Von heute auf morgen klappt das erfahrungsgemäß nicht. Es gibt wie beim Mosaikkleben ganz unterschiedliche Herangehensweisen. Die “Fleißigen”, die sich der Höhenangst sehr intensiv und ausdauernd widmen. Die “Strukturierten”, die sich einen genauen Plan machen und dann abarbeiten. Sowie die “Genießer”, denen der Spaß am Berg nicht durch lauter Arbeit am Thema Höhenangst verloren gehen darf. Die richtige Mischung davon macht sehr viel aus, ob wir am Thema dran bleiben und weiter kommen.
1. Steigere dein Selbstvertrauen in die eigenen Fähigkeiten am Berg.
2. Bilde dich z.B. in Orientierung, Wetterkunde, Erste Hilfe und Tourenplanung.
3. Übe Trittsicherheit und Körperhaltung im leichten Gelände.
4. Reduziere Stressfaktoren rund um die Wanderung und währenddessen.
5. Achte auf ein gutes Tempo und auf deine Atmung.
6. Iss und trink regelmäßig.
7. Plane großzügig, mit genügend Pausen und einem Plan B (am besten noch einem Plan C).
8. Lass dir gerade in Situationen der Angst bewusst Zeit und agiere langsam, bedacht.
9. Wäge das Risiko dann möglichst strukturiert und faktenbasiert ab. Vertraue im Zweifel aber auch auf dein Bauchgefühl. Triff eine bewusste Entscheidung.
10. Umkehren ist kein Zeichen von Schwäche oder Scheitern. Wenn du dir das heute nicht zutraust, dann zwinge dich nicht unnötig in Situationen. Sondern überlege dir, was beim nächsten Mal helfen könnte. Wichtig: es probiert zu haben, ist schon ein Erfolg!
11. Steigere dich behutsam.

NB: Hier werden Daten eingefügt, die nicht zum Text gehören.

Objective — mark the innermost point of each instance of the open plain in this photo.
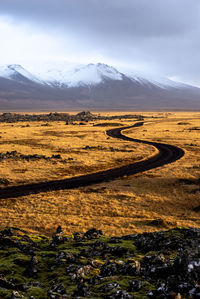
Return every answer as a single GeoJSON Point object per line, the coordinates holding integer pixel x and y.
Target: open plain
{"type": "Point", "coordinates": [161, 198]}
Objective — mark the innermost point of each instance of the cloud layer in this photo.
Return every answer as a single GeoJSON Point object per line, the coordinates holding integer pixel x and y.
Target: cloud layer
{"type": "Point", "coordinates": [157, 35]}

Du darfst dich ruhig fordern, aber nicht überfordern.
12. Wähle deine Tourenpartner mit Bedacht und/oder suche dir professionelle Begleitung.
Foto: Christian Zottl
Darüber hinaus gibt es unzählige weitere hilfreiche Möglichkeiten, die Teil des Mosaiks werden können, etwa über positive Psychologie, über Entspannungs-, Körper- und Atemübungen, über gezielte Fokussierung, Ablenkung, Rationalisierung, über Ursachenforschung, Übungsgruppen und Austausch mit anderen uvm.

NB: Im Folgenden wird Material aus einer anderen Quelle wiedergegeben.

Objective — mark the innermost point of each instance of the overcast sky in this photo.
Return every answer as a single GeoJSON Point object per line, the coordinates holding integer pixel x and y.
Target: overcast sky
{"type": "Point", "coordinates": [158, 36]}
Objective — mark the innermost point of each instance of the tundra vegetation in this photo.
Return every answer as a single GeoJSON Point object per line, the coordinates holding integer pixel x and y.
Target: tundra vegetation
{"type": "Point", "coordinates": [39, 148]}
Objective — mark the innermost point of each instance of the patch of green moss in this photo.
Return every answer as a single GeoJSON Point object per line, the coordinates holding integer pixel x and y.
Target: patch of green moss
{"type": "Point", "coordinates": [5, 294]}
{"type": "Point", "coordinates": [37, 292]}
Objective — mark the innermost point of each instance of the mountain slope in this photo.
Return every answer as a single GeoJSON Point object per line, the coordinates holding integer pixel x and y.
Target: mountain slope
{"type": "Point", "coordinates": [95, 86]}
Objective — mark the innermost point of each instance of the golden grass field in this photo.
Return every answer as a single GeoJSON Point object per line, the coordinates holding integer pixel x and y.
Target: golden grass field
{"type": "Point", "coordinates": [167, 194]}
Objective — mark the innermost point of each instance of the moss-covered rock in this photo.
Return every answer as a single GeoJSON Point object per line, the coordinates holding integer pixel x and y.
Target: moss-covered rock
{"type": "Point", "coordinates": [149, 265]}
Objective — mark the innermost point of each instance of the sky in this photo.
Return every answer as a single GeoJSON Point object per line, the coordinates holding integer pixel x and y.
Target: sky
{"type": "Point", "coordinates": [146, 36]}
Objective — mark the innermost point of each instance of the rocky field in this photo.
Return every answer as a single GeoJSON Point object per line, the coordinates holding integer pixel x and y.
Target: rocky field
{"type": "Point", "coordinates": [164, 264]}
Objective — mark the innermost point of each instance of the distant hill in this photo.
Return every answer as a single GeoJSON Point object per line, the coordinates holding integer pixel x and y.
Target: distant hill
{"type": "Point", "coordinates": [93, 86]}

Ziel bei meinen Höhen-Angst-Kursen oder -Coachings unter dem Motto “Berge deine Freiheit” ist nicht, dass meine Kunden danach keine Angst mehr haben, sondern dass sie einen funktionalen Umgang mit ihrer Angst erlernen, sicher unterwegs sind und Freude am Bergsteigen haben. Dass sie sich und ihrer Angst wieder vertrauen lernen. Dass sie gestärkt durch positive Erfahrungen und Erweiterung ihrer Fähigkeiten motiviert bleiben, an dem Thema dran zu bleiben. Auch wenn es manchmal Mühe und nicht immer nur Spaß macht. Dran bleiben, ist die Devise! Und wenn wir dann nach dem Kurs wieder stolz und froh unten im Tal stehen und auf Höhen und Tiefen und insbesondere die Erfolge zurückblicken, dann ist eines klar: Das ist nicht das Ende, sondern erst der Anfang!
Foto: privat
Christian Zottl (42) lebt mit seiner Familie in den Chiemgauer Alpen. Er hat Sozialpädagogik studiert und nach dem Studium in der Kinder- und Jugendhilfe sowie der sozial-ökologischen Risikoforschung gearbeitet.

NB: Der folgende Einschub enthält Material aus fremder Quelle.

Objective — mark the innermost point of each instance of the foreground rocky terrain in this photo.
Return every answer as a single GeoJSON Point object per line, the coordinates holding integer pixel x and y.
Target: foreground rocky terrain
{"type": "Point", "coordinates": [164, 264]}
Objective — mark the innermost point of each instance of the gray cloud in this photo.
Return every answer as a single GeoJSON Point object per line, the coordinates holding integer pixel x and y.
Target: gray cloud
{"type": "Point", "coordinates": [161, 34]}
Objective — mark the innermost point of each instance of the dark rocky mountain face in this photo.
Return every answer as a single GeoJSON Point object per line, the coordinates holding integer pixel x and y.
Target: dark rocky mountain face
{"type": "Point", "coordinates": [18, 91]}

Seit 2012 ist er bei der Deutschen Angst-Hilfe e.V. angestellt und aktuell als Geschäftsführer tätig. Außerdem arbeitet er als selbstständiger Coach und Supervisor, sowie als UIMLA Bergwanderführer. In den letzten Jahren hat er sich auf das Thema Höhen-Angst spezialisiert und bietet u.a. für den DAV Summit Club Kurse an.